2. This precludes support for registers larger than 64 bits, like SSE
registers.
For our own unwinder, we want to store registers in an
architecture-specific format to solve both of these problems.
So, have each architecture define its layout with registers arranged for
space efficiency and convenience when parsing saved registers from core
dumps. Instead of generating an arch_foo.c file from arch_foo.c.in,
separately define the logical register order in an arch_foo.defs file,
and use it to generate an arch_foo.inc file that is included from
arch_foo.c. The layout is defined as a macro in arch_foo.c. While we're
here, drop some register definitions that aren't useful at the moment.

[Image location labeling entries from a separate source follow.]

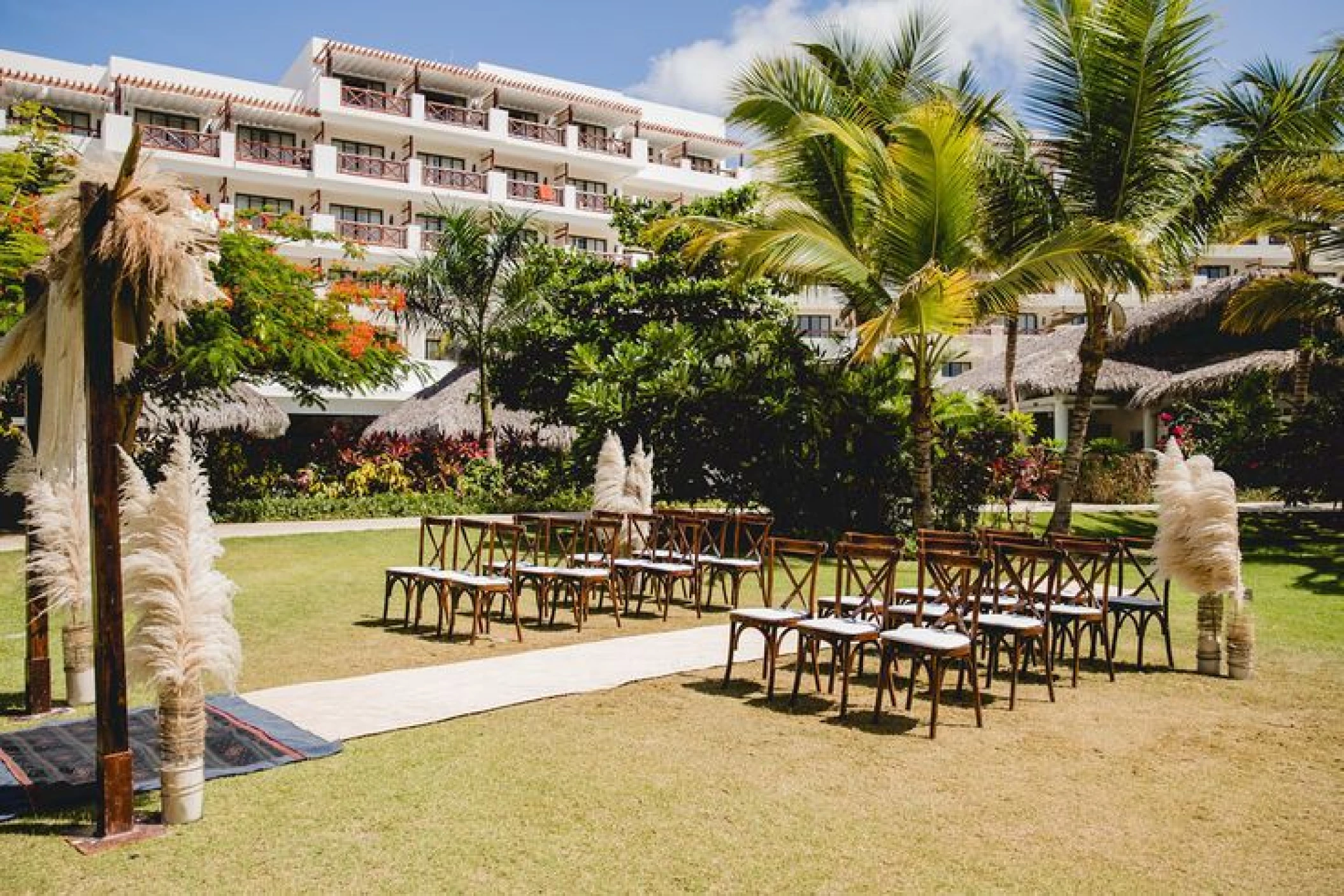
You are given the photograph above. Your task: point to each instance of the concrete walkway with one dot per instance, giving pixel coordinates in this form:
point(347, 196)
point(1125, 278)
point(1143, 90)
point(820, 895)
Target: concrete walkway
point(390, 700)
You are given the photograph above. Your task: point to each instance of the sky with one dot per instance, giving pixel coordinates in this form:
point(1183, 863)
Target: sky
point(678, 52)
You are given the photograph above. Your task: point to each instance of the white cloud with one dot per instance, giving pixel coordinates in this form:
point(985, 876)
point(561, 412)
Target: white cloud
point(994, 34)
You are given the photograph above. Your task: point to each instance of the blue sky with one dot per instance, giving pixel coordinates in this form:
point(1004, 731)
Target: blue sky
point(678, 52)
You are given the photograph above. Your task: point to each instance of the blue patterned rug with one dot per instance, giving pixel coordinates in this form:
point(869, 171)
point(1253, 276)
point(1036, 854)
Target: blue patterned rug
point(52, 766)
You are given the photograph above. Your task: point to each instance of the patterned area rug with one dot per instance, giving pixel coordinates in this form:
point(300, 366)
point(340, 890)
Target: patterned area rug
point(52, 766)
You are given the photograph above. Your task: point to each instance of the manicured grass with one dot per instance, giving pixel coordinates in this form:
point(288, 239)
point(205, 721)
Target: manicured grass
point(1157, 782)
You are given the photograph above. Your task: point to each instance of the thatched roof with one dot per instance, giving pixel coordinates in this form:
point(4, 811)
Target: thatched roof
point(1157, 316)
point(238, 408)
point(1214, 378)
point(1048, 364)
point(449, 409)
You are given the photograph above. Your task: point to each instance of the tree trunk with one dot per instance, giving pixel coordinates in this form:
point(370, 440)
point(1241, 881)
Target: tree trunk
point(1011, 363)
point(487, 415)
point(921, 422)
point(1092, 352)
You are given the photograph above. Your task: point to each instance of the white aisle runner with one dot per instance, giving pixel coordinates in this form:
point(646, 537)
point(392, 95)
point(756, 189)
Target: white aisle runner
point(389, 700)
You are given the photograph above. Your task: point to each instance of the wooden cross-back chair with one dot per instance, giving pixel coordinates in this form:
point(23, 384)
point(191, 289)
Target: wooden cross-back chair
point(851, 620)
point(1024, 588)
point(938, 639)
point(436, 535)
point(484, 567)
point(790, 595)
point(1085, 594)
point(1143, 599)
point(741, 557)
point(588, 567)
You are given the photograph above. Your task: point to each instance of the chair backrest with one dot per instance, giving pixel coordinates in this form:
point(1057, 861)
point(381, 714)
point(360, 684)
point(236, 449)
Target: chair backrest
point(945, 541)
point(750, 534)
point(874, 537)
point(866, 571)
point(437, 534)
point(1138, 558)
point(959, 580)
point(603, 536)
point(790, 572)
point(1088, 570)
point(1026, 578)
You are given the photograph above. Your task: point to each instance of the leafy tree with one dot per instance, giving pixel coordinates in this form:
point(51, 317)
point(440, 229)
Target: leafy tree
point(478, 281)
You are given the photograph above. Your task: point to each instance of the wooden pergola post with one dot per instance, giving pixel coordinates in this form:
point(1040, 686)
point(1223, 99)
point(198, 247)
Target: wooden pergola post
point(37, 672)
point(116, 800)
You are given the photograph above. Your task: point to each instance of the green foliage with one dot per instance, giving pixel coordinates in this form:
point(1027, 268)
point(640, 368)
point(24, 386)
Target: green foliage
point(272, 325)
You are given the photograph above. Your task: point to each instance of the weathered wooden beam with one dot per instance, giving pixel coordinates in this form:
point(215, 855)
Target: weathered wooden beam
point(116, 801)
point(37, 671)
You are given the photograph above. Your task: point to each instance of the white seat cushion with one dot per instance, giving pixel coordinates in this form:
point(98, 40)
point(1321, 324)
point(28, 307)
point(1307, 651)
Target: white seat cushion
point(926, 639)
point(836, 627)
point(1008, 621)
point(768, 615)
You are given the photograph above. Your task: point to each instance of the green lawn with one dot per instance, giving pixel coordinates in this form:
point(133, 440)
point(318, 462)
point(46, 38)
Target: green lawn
point(1157, 782)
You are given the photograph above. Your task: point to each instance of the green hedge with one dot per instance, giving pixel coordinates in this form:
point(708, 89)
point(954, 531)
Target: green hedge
point(390, 506)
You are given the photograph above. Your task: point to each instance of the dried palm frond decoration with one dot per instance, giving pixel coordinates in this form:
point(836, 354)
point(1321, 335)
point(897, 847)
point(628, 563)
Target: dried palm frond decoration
point(159, 245)
point(1198, 541)
point(183, 633)
point(57, 513)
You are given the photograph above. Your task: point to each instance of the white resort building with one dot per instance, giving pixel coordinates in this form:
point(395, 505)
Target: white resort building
point(368, 144)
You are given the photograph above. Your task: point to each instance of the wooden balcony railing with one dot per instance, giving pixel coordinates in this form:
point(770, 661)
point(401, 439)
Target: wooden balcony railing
point(187, 141)
point(531, 192)
point(603, 144)
point(390, 236)
point(375, 101)
point(371, 167)
point(592, 202)
point(468, 181)
point(450, 115)
point(275, 155)
point(536, 131)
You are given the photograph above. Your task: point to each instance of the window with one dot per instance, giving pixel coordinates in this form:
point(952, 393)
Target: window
point(813, 325)
point(589, 186)
point(355, 148)
point(518, 174)
point(432, 160)
point(358, 214)
point(588, 243)
point(265, 136)
point(954, 369)
point(243, 202)
point(363, 83)
point(167, 120)
point(447, 99)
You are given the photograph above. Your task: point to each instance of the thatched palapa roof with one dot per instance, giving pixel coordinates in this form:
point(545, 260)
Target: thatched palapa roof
point(1214, 378)
point(449, 408)
point(1048, 364)
point(238, 408)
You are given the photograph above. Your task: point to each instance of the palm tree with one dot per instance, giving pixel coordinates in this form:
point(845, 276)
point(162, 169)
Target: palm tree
point(479, 280)
point(876, 191)
point(1305, 209)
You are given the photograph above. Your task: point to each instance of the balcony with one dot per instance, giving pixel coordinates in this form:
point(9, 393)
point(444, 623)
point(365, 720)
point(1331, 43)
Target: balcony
point(468, 181)
point(593, 202)
point(536, 131)
point(531, 192)
point(386, 236)
point(371, 167)
point(606, 145)
point(275, 155)
point(460, 116)
point(375, 101)
point(189, 141)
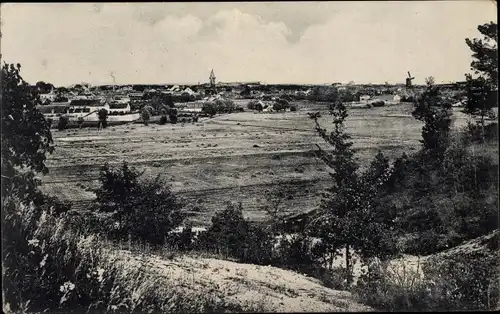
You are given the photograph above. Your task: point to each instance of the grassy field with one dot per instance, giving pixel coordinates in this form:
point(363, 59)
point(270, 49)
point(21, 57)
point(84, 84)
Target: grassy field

Then, define struct drgn_register_state to efficiently store registers
in the defined format.
Signed-off-by: Omar Sandoval <osandov@osandov.com>
In order to retrieve registers from stack traces, we need to know what
registers are defined for a platform. This adds a small DSL for defining
registers for an architecture. The DSL is parsed by an awk script that
generates the necessary tables, lookup functions, and enum definitions.
For now, we only support stack traces for the Linux kernel (at least
v4.9) on x86-64, and we only support getting the program counter and
corresponding function symbol from each stack frame.
For stack trace support, we'll need to have some architecture-specific
functionality. drgn's current notion of an architecture doesn't actually
include the instruction set architecture. This change expands it to a
"platform", which includes the ISA as well as the existing flags.